The question arises though, which trend should you trade? The dominant one or the intermediary one? What is the difference? Which one is more profitable?
Dominant Trend
At any one time, the markets will be in one of three states – trending (either up or down), reversing or consolidating (moving sideways). It is commonly said that the market only trends 30% of the time but it is easier to make money during this 30% trend than during any other market condition. So the first question we need to ask is what is the dominant trend? The dominant trend can be identified on a higher timeframe chart like the daily and above. For intraday traders the daily chart gives the dominant trend. For end of day traders, this can be gleaned from the weekly chart hence you would look at the weekly chart for trend direction and then trade in the direction of that trend.

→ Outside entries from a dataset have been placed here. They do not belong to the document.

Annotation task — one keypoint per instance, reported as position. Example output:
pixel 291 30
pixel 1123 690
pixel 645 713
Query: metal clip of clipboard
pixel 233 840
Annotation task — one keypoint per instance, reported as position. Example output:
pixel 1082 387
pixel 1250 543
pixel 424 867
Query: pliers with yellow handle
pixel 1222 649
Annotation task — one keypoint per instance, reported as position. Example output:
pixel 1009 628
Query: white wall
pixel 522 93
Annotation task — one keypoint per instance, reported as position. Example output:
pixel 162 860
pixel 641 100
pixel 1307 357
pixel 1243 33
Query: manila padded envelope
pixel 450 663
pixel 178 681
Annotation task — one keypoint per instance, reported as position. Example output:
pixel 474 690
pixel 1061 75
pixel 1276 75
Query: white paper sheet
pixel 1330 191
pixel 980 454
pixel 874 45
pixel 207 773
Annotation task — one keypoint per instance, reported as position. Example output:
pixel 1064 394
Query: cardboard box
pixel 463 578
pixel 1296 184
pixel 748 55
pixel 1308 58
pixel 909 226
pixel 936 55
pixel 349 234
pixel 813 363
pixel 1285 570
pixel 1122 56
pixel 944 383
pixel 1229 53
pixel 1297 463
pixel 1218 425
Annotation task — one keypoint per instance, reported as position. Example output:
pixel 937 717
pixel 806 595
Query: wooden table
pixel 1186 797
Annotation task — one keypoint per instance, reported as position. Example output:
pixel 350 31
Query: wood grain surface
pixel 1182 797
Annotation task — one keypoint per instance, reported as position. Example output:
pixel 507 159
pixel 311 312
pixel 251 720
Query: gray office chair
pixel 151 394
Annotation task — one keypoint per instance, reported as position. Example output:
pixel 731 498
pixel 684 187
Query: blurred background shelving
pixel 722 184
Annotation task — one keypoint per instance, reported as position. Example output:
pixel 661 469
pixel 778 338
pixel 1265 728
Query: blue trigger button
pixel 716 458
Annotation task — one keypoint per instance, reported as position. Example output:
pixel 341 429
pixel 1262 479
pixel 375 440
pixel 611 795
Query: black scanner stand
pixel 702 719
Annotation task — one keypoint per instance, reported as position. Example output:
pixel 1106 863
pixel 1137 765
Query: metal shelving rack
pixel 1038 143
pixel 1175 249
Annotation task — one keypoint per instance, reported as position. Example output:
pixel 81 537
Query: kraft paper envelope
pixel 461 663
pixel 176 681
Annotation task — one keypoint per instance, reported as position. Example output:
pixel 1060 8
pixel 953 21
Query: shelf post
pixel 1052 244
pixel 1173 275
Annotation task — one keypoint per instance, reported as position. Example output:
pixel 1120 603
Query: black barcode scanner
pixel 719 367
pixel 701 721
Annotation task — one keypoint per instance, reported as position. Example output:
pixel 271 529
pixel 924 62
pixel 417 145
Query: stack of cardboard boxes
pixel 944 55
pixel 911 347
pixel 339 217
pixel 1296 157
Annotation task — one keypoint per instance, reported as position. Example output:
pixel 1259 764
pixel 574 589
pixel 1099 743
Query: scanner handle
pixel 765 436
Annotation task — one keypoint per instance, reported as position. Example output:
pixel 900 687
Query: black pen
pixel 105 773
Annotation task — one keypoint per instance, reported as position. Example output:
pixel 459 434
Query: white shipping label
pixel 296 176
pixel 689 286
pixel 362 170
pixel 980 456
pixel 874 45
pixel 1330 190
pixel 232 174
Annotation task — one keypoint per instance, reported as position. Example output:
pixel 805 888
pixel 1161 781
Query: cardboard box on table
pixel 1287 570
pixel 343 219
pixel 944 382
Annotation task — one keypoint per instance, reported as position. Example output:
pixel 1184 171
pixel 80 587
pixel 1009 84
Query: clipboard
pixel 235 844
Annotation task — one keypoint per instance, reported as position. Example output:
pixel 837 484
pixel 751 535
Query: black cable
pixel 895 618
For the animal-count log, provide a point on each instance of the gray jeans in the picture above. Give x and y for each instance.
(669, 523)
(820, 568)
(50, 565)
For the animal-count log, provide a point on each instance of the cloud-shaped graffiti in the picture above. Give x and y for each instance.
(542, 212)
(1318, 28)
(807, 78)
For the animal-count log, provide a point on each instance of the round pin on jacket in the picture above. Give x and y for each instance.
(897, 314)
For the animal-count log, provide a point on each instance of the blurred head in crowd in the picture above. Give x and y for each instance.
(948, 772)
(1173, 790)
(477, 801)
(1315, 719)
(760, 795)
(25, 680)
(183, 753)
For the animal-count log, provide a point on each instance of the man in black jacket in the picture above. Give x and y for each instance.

In this trade example, I used the daily and weekly charts for trend identification and the 60 minute chart for entry. It gave a great trade which seems to go against the trend on the 60 min chart but in line with the trend on the daily chart
GBPUSD 60min Chart:
The View From the Top
The daily chart below shows a different picture from the hourly chart. For a start what is the current market condition? It looks as though Price is in an overall consolidation but the current trend is up as shown in the boxed section on the right. Hence the daily chart has a dominant bias up, although we can also see that price is looking bearish at the current time evidenced by the number of red bars we have going down in quick succession. None the less we will treat this recent move down as the retracement to the move up as long as it doesn’t go any lower.
GBPUSD Daily chart:
Notice the solid short horizontal line on the right hand side of the chart – this is where we set a level that we expect price to turn from which is the same zone we saw in the 60 min chart earlier from which price turned. How did we know that price would turn from there? It was a mixture of Elliot wave analysis, market structure, Fibonacci, and market momentum – tools and techniques you can learn on the Fibonacci Master Trader programme. For now the most important thing is to note how the dominant trend on the daily overrides the trend on the hourly. This means you can look for a trade in the direction of the dominant trend once the immediate trend has come to an end. Let’s have a closer look at the hourly chart:
GBPUSD 60 Min:
The highlighted area was where we were expecting the market to reverse and head up from, so as soon as we got a setup then we were long. Now there are many different entry strategies one could use to enter the trade such as waiting for a swing high to be taken out, a certain price action pattern to develop etc. The key is it needs to be something that is clear as it will be the last piece of your trading decision making process.
Two Time Frames
What this article really highlights is that you really need two trading timeframes to trade with – a higher timeframe which sets the context and gives you clarity on the market direction, and a lower timeframe on which you look for setups in the direction of the higher timeframe. We used the daily and 60min, but could have also used the weekly and daily, or the 4hourly and the hourly and so on. You can trade on just one time frame but the danger is that if price on the lower timeframe is heading in one direction and price on the higher timeframe is heading in another then the higher timeframe will always win. A further point is that if you want to enter on market turning points then you definitely need to trade in the direction of the higher timeframe.
Give it a Go
Pull up a daily chart and start identifying the trend, and then bring up a lower timeframe chart such as 240min or 60 min and see how many times the immediate trend gets overridden by the dominant trend from the daily chart. Once you get used to doing this, believe me you will not go back to just trading on a single timeframe again.